Tarigan highlighted that certified palm oil can command market premiums, offering higher income potential. Access to traceable data makes smallholders more creditworthy, unlocking agricultural loans and facilitating premium disbursements.
Compliance efforts also promote sustainable agricultural practices through Good Agricultural Practices (GAP) training, leading to better yields and improved soil health. Moreover, digital onboarding and cooperative training empower communities and strengthen local institutions.
Ultimately, aligning with EUDR ensures continued access to high-value export markets, providing smallholders with a buffer against future trade disruptions.
Scaling up from 1%
The scale of the challenge is daunting, but the SHINES programme offers a cautiously optimistic path forward through targeted support and technology-driven solutions.
“While the 1% figure highlights a daunting gap, rapid progress is possible with the right ecosystem. By combining digital traceability tools like KoltiTrace with localised field support, scale-up becomes feasible,” said Tarigan.

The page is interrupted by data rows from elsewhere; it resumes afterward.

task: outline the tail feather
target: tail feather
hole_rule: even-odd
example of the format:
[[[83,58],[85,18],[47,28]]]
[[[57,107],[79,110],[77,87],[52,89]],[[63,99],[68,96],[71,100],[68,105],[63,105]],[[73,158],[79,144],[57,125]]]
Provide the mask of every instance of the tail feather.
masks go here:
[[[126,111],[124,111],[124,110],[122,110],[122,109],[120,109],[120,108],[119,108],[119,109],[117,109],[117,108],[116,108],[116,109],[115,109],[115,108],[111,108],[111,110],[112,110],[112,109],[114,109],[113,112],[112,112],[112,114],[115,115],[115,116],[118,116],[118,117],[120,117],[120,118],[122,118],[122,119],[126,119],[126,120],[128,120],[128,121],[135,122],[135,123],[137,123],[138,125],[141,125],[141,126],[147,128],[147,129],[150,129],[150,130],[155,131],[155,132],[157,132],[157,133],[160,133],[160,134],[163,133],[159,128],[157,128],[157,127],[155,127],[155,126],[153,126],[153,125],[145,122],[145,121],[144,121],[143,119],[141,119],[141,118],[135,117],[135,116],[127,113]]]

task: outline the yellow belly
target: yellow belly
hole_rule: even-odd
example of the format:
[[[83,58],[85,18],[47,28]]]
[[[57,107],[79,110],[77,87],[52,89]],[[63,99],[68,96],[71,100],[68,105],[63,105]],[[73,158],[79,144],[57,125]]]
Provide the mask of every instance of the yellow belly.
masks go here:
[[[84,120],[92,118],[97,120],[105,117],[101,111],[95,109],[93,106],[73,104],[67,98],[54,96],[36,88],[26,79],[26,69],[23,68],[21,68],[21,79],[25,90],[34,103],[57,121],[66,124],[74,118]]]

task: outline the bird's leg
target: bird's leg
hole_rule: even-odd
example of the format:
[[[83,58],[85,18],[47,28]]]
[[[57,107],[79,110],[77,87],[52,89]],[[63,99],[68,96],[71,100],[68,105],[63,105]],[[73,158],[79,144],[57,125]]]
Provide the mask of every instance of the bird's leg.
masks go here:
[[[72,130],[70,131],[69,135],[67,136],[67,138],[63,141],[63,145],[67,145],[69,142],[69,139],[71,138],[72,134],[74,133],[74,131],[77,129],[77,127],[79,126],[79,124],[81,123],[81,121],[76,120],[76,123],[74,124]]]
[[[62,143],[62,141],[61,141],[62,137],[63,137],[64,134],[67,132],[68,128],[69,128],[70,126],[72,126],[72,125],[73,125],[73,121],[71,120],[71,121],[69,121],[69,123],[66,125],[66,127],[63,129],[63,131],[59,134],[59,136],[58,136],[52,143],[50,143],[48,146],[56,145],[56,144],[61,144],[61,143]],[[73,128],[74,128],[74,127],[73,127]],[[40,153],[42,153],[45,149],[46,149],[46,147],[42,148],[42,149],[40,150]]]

He added that success would depend on strong strategic partnerships with palm oil companies, cooperatives, and local governments. Shared investments in both digital and human infrastructure will also be essential, along with incentives for early adopters, such as premium payments or guaranteed market access.
At the moment, the private sector is starting to respond to the EUDR challenges for smallholders, but progress is “not yet at scale”, said Tarigan.
“Leading firms like REA is piloting successful models, but broader industry buy‑in is needed,” he said.
One barrier is the cost of traceability solutions, which remain relatively high. Shared service models or government subsidies could help make these tools more accessible.
Encouragingly, more agritech startups and buyer-funded initiatives are entering the scene, suggesting growing interest and commitment, Tarigan said.
However, there remains a clear need for better coordination.
“A national-level roadmap is essential to align private sector efforts and avoid fragmented investments,” said Tarigan.